Her eyes clouded as she spoke of her husband. Commonplace and kindly, a homely figure in the drama of life, he had been her first and only lover, her faithful and devoted husband, and, after three years of mourning, regret was not lessened. Colonel Rannock talked again of her house-party. He was going to Iceland to shoot things, and to live under canvas in unconceivable roughness and discomfort. He spoke with bitterness of a joyless holiday, and then, as if on the impulse of the moment, confessed his passion, his jealous rage at the thought of her surrounded by other men, and asked her to be his wife.
This was his first throw of the dice. She rejected him with a kindly firmness which she thought would settle the question for ever. He promised that it should be so. He would be content to know himself her friend, and so he went off to Iceland without further murmuring.

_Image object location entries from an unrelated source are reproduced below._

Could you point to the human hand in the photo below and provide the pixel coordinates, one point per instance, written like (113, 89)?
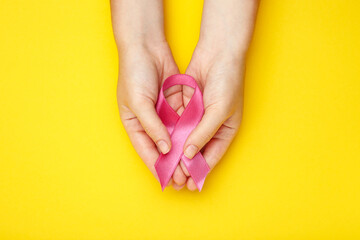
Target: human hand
(218, 65)
(145, 60)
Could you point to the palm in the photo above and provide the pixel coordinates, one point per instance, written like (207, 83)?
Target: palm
(142, 87)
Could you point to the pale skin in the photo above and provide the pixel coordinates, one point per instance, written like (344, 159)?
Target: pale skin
(217, 64)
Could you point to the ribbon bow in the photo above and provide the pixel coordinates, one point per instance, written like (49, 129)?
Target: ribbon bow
(180, 128)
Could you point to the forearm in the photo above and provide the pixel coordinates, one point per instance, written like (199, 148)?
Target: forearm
(228, 24)
(137, 21)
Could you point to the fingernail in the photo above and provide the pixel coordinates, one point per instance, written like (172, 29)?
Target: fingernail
(190, 151)
(164, 147)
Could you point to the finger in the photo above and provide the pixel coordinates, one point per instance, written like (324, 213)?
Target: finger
(191, 184)
(179, 176)
(186, 172)
(178, 187)
(205, 130)
(149, 119)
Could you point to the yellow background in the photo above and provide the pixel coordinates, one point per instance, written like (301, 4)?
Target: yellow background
(68, 170)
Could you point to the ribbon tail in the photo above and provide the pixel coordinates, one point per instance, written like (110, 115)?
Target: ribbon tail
(198, 169)
(165, 168)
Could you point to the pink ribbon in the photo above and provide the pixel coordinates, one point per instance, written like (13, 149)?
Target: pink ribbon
(180, 128)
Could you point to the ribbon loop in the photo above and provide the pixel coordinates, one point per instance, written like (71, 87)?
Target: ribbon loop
(180, 128)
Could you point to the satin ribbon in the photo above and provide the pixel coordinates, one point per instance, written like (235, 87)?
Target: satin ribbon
(180, 128)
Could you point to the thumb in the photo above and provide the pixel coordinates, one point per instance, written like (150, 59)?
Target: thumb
(205, 130)
(153, 126)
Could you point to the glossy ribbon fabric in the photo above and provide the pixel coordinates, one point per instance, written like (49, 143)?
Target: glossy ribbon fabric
(180, 128)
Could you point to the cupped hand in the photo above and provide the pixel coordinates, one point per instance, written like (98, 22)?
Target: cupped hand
(142, 69)
(219, 74)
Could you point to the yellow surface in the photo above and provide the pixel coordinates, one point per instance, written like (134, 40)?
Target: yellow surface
(68, 170)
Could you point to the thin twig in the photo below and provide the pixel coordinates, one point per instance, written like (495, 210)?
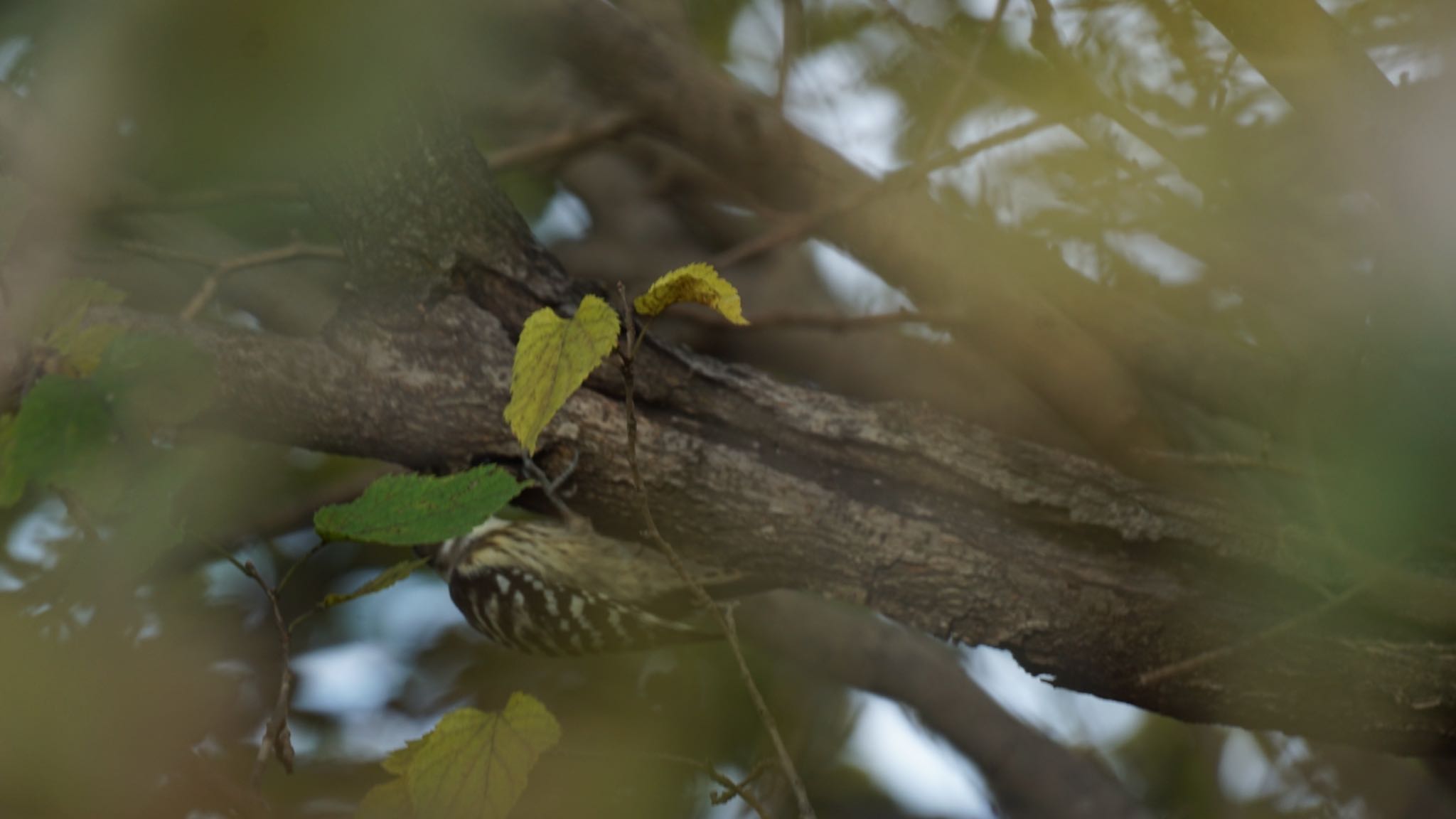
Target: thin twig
(211, 197)
(800, 225)
(277, 739)
(963, 82)
(733, 788)
(1285, 627)
(564, 141)
(220, 269)
(832, 323)
(722, 616)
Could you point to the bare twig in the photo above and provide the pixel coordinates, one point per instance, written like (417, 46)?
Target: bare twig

History repeated itself next season, when people were beginning to wonder why she did not marry him—nay, even to say that she ought to marry him. Mr. Howard was in China, on a diplomatic mission, so there was no prophet in Israel to warn her of coming evil. In this year Colonel Rannock offered himself to her twice, and was twice refused; but even after the third disappointment, he declared himself still her friend, and the concertante duets, and the dinners and suppers, at which he was her most brilliant talker, went on. And people said, "Dear Lady Perivale is so very unconventional."
CHAPTER IV.
"Knowledge is now no more a fountain sealed:
Drink deep, until the habits of the slave,
The sins of emptiness, gossip and spite
And slander, die. Better not be at all
Than not be noble."
Susan Rodney and her friend dined tête-à-tête, in a solemn splendour of butler and silk-stockinged footmen, and talked of music and the Opera. They spent the evening in Lady Perivale's sitting-room on the second floor, a delightful room, with three windows on a level with the tree tops in the square, and containing all her favourite books, her favourite etchings, her favourite piano, and her marron poodle's favourite easy-chair. The poodle was the choicest thing in ornamental dogs, beautiful exceedingly, with silken hair of the delicatest brown, and a face like a Lord Chief Justice, beautiful, but cold-hearted, accepting love, but hardly reciprocating, thinking nothing the world holds too good for him. Susan Rodney called him marron glacé.
Lady Perivale glanced at the drawing-rooms, and turned away with a faint shiver. Their spacious emptiness glittered with a pale brilliancy in the electric light.
"We shall be cosier in my den, Sue," she said; and they went upstairs together, and seated themselves in low, luxurious chairs, by tables loaded with roses and lilies of the valley.